WAWASAN KOLONOSKOPI OLEH HEIDI KLUM MENYATAKAN KESADARAN TERHADAP PROSES SETELAH DIA ‘TERLAMBAT KE PESTA’.
Kanker kolorektal adalah penyebab kanker paling umum keempat di Amerika Serikat pada tahun 2022 dan penyebab kematian akibat kanker paling umum kedua, menurut National Cancer Institute.
Studi tersebut dilakukan oleh NordICC – Inisiatif Eropa Utara untuk Kanker Usus Besar – dan diterbitkan di New England Journal of Medicine (NEJM) pada hari Minggu.

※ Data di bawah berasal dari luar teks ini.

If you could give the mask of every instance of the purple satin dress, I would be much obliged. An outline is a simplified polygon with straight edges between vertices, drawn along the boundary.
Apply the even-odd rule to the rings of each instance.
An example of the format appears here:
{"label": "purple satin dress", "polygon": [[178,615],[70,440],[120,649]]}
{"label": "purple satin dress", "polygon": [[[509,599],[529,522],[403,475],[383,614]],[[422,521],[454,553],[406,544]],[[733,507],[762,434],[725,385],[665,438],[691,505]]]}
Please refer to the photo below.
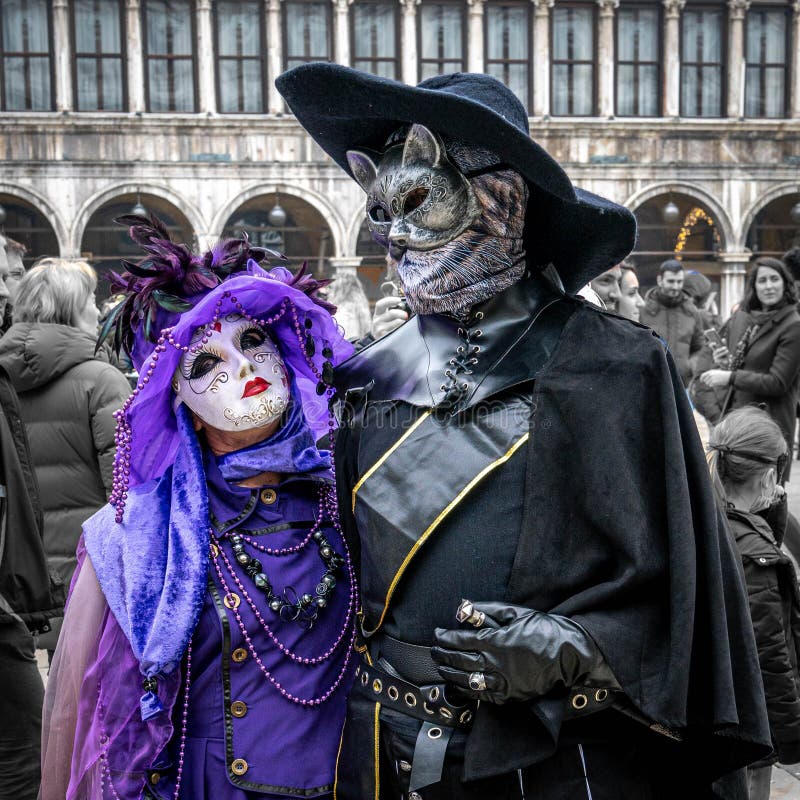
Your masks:
{"label": "purple satin dress", "polygon": [[[269,608],[236,562],[230,538],[246,537],[245,552],[262,562],[275,594],[316,596],[325,564],[309,533],[318,516],[319,481],[296,476],[274,491],[242,489],[224,481],[213,459],[206,458],[205,467],[219,545],[216,556],[212,546],[205,604],[192,638],[180,797],[328,797],[355,669],[348,566],[338,570],[327,605],[308,628]],[[323,522],[322,530],[345,555],[330,524]],[[182,690],[173,707],[172,740],[148,773],[149,791],[163,800],[174,796],[183,709]]]}

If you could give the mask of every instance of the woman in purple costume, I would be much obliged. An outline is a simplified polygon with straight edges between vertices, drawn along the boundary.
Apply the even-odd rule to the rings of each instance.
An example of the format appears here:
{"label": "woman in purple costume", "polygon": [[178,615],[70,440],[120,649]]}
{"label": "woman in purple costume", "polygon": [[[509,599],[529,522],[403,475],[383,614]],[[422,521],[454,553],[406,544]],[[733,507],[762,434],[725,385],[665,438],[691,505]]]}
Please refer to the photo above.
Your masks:
{"label": "woman in purple costume", "polygon": [[315,442],[352,347],[304,271],[121,221],[147,255],[113,276],[127,296],[103,335],[141,377],[109,504],[84,524],[40,796],[329,797],[356,587]]}

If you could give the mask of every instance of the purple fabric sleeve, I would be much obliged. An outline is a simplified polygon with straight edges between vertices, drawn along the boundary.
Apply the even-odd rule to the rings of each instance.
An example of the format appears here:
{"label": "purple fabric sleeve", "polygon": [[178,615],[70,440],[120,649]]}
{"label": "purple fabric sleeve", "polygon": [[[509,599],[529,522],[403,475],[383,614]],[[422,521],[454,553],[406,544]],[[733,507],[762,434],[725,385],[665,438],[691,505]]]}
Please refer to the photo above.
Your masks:
{"label": "purple fabric sleeve", "polygon": [[[172,736],[171,715],[141,720],[139,665],[108,609],[82,543],[78,557],[79,574],[45,693],[39,798],[102,800],[105,759],[117,795],[133,800],[141,797],[146,770]],[[168,709],[179,682],[176,670],[162,684]],[[106,787],[105,797],[111,796]]]}

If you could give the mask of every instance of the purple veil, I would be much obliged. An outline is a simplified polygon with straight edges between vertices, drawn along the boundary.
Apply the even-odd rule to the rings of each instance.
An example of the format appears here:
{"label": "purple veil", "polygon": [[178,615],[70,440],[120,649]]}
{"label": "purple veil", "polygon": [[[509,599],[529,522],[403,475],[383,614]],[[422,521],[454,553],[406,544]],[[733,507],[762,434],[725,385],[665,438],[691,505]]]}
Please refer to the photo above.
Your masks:
{"label": "purple veil", "polygon": [[171,387],[194,331],[232,313],[261,323],[313,438],[329,432],[332,368],[353,347],[311,296],[319,284],[300,278],[249,260],[194,295],[154,340],[143,325],[134,331],[141,377],[118,412],[115,491],[84,524],[89,558],[81,554],[65,616],[69,646],[57,651],[48,682],[43,800],[100,798],[112,774],[120,796],[138,797],[144,770],[172,736],[179,666],[208,570],[202,453]]}

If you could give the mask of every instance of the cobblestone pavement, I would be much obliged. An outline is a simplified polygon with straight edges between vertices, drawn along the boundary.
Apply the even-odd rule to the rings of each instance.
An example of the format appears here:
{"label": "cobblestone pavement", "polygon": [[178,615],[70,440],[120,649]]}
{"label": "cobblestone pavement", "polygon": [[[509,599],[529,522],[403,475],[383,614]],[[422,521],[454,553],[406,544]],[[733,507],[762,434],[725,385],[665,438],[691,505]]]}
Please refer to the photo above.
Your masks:
{"label": "cobblestone pavement", "polygon": [[[797,475],[794,483],[786,487],[789,495],[789,510],[800,517],[800,465],[796,465]],[[47,682],[47,653],[37,651],[39,671]],[[772,770],[772,790],[770,800],[800,800],[800,764],[791,767],[775,767]]]}

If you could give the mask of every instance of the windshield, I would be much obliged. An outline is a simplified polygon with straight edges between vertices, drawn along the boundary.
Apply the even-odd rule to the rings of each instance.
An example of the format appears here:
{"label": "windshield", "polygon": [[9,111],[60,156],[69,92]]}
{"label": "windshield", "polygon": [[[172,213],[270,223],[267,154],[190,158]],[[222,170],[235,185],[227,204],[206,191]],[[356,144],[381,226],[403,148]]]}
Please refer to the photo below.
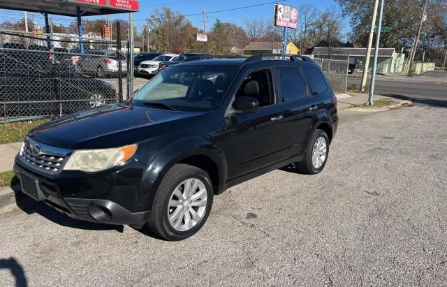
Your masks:
{"label": "windshield", "polygon": [[160,103],[187,112],[214,109],[236,75],[235,67],[173,66],[156,75],[134,96],[140,106]]}
{"label": "windshield", "polygon": [[169,61],[169,59],[172,57],[173,57],[172,56],[163,56],[161,54],[160,56],[158,56],[154,58],[154,61]]}
{"label": "windshield", "polygon": [[184,60],[186,58],[187,58],[186,56],[181,54],[179,56],[177,56],[175,58],[173,59],[173,61],[182,61]]}

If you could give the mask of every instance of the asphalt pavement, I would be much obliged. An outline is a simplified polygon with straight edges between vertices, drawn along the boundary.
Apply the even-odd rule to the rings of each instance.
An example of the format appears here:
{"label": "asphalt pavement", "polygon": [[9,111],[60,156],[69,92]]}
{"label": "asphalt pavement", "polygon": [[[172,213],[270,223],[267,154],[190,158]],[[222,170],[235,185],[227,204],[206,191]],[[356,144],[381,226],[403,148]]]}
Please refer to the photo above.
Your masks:
{"label": "asphalt pavement", "polygon": [[215,198],[200,231],[0,214],[2,286],[445,286],[447,109],[340,124],[325,169],[275,170]]}
{"label": "asphalt pavement", "polygon": [[[349,78],[348,84],[359,87],[360,80]],[[395,94],[400,99],[447,107],[447,73],[427,72],[415,77],[378,75],[375,91]]]}

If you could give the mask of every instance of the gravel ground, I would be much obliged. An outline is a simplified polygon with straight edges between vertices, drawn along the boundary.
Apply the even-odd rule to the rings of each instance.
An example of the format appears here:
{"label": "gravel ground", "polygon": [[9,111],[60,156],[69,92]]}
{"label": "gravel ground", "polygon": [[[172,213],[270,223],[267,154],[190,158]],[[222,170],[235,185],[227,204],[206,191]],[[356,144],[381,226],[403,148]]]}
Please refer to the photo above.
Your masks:
{"label": "gravel ground", "polygon": [[3,213],[0,282],[445,286],[446,126],[447,110],[427,106],[342,121],[322,173],[232,187],[182,242],[42,204]]}

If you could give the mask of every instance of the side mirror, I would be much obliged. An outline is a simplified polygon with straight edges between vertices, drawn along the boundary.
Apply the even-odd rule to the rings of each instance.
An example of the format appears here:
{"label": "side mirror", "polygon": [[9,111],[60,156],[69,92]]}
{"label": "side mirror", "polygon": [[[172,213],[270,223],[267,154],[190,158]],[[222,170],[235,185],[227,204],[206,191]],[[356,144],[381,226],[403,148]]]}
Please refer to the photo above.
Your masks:
{"label": "side mirror", "polygon": [[244,114],[254,114],[259,109],[259,101],[251,96],[240,96],[233,103],[233,108]]}

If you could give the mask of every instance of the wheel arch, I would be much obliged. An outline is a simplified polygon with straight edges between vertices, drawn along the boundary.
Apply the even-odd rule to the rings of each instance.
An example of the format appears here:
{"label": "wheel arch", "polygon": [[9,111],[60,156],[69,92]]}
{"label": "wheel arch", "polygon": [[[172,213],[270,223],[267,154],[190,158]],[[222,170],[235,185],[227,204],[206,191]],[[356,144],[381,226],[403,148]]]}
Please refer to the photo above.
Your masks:
{"label": "wheel arch", "polygon": [[158,188],[164,175],[177,163],[189,164],[205,170],[212,182],[214,193],[221,193],[227,177],[227,165],[223,151],[217,143],[207,138],[189,138],[163,149],[149,164],[160,173],[154,186]]}

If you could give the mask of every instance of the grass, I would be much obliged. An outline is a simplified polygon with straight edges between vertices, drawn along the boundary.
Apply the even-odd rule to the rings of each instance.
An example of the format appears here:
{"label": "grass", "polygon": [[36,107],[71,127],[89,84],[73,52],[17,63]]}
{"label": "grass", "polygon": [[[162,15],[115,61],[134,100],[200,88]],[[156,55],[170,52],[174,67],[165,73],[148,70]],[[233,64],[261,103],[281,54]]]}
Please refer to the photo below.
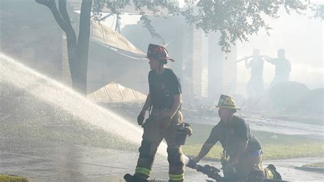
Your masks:
{"label": "grass", "polygon": [[[183,146],[186,155],[195,157],[208,138],[212,126],[193,124],[193,134]],[[253,131],[261,142],[264,159],[283,159],[298,157],[324,157],[324,143],[302,135],[286,135],[269,132]],[[217,143],[204,159],[219,160],[223,148]]]}
{"label": "grass", "polygon": [[25,177],[9,176],[9,175],[0,175],[0,182],[27,182],[28,180]]}
{"label": "grass", "polygon": [[[202,144],[191,144],[183,146],[183,152],[189,157],[195,157],[198,155]],[[295,145],[284,144],[267,144],[263,146],[262,159],[284,159],[299,157],[324,157],[322,144],[318,142],[296,144]],[[223,148],[219,144],[213,147],[204,157],[206,159],[219,160]]]}
{"label": "grass", "polygon": [[301,167],[324,168],[324,162],[316,162],[316,163],[313,163],[313,164],[308,164],[303,165]]}

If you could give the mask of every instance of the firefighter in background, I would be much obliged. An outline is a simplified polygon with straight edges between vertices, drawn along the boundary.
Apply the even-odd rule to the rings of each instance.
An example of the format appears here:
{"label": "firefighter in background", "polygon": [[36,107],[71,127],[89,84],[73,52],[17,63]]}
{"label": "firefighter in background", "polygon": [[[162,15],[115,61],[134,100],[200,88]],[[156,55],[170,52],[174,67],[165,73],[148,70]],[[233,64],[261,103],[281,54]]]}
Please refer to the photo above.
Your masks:
{"label": "firefighter in background", "polygon": [[[217,142],[224,148],[221,164],[224,177],[230,181],[262,181],[264,178],[281,179],[273,165],[263,169],[261,144],[249,129],[249,124],[234,114],[237,108],[234,99],[221,95],[217,107],[221,118],[202,146],[198,155],[193,159],[199,162]],[[229,157],[229,158],[228,158]]]}
{"label": "firefighter in background", "polygon": [[[135,173],[131,181],[147,181],[152,170],[157,148],[164,138],[167,144],[167,161],[170,181],[184,180],[184,163],[182,149],[175,142],[176,125],[183,122],[180,112],[181,85],[174,71],[165,66],[170,58],[166,49],[162,46],[150,44],[147,58],[151,70],[148,73],[149,94],[146,101],[137,117],[137,122],[144,131],[139,147],[139,157]],[[146,111],[149,117],[144,123]]]}
{"label": "firefighter in background", "polygon": [[280,49],[278,51],[278,57],[271,58],[269,56],[265,56],[265,60],[275,66],[275,75],[270,83],[270,87],[279,82],[289,81],[289,75],[291,72],[291,64],[284,56],[284,49]]}
{"label": "firefighter in background", "polygon": [[251,68],[251,78],[247,85],[247,94],[249,99],[260,96],[263,91],[263,65],[265,62],[261,55],[260,50],[253,50],[253,56],[249,60],[245,57],[245,68]]}

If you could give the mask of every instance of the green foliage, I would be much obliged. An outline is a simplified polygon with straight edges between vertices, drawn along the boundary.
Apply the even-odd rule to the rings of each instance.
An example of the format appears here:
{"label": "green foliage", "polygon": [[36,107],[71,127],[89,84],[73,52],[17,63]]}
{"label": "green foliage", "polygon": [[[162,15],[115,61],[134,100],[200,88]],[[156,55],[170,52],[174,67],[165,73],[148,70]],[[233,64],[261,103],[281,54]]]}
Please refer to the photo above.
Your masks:
{"label": "green foliage", "polygon": [[301,167],[324,168],[324,162],[316,162],[303,165]]}
{"label": "green foliage", "polygon": [[107,8],[113,14],[120,14],[126,5],[134,5],[134,10],[141,16],[141,21],[152,37],[162,37],[151,25],[147,13],[154,16],[182,15],[187,22],[195,25],[206,34],[219,31],[219,44],[222,51],[229,52],[230,44],[237,40],[248,41],[248,36],[265,29],[269,34],[271,27],[263,20],[263,15],[278,18],[279,10],[283,8],[287,13],[301,13],[310,3],[306,1],[185,1],[185,8],[180,9],[169,1],[155,0],[95,0],[94,17],[99,20],[100,12]]}
{"label": "green foliage", "polygon": [[0,175],[0,182],[27,182],[28,180],[25,177]]}
{"label": "green foliage", "polygon": [[[284,159],[299,157],[323,157],[324,151],[323,144],[321,142],[312,143],[296,143],[296,144],[268,144],[263,146],[264,153],[262,159]],[[183,153],[189,157],[196,157],[202,144],[189,144],[183,146]],[[217,144],[213,147],[211,151],[204,158],[209,160],[221,159],[222,152],[221,146]]]}

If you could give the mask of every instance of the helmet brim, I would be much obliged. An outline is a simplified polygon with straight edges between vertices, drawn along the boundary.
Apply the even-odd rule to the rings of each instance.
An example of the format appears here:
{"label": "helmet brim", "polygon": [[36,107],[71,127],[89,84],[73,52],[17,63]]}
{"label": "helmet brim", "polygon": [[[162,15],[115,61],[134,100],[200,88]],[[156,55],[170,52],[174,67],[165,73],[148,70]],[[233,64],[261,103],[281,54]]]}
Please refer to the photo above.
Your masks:
{"label": "helmet brim", "polygon": [[218,105],[215,105],[215,107],[218,107],[218,108],[227,108],[227,109],[238,109],[238,110],[241,110],[242,109],[241,108],[238,108],[238,107],[226,107],[226,106],[218,106]]}

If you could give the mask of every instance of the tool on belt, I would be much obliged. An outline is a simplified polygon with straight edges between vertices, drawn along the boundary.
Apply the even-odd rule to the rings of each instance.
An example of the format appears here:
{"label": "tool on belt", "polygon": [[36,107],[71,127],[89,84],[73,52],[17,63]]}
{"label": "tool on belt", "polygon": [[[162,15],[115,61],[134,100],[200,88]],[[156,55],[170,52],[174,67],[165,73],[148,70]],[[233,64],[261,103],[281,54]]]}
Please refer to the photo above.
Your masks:
{"label": "tool on belt", "polygon": [[184,145],[186,143],[187,135],[191,136],[193,130],[190,125],[186,122],[182,122],[176,125],[176,144],[178,145]]}

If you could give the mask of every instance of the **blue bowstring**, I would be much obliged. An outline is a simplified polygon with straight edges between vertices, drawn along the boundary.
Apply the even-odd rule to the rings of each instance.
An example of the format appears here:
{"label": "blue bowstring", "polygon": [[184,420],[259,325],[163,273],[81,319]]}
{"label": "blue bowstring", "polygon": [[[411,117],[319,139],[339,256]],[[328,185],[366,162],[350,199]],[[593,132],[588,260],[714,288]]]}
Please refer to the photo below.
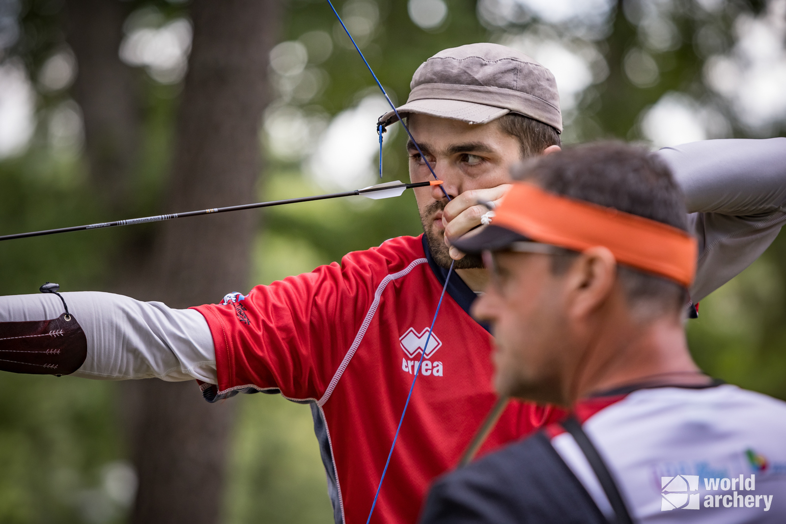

Penelitian besar ini melibatkan lebih dari 84.000 pria dan wanita berusia 55-64 tahun dari Polandia, Norwegia dan Swedia yang belum pernah menjalani kolonoskopi, menurut abstrak penelitian tersebut.
Pengingat dokter untuk pemeriksaan kolonoskopi pasien. (iStock)
Para peserta secara acak diundang untuk menjalani pemeriksaan kolonoskopi antara Juni 2009 dan Juni 2014.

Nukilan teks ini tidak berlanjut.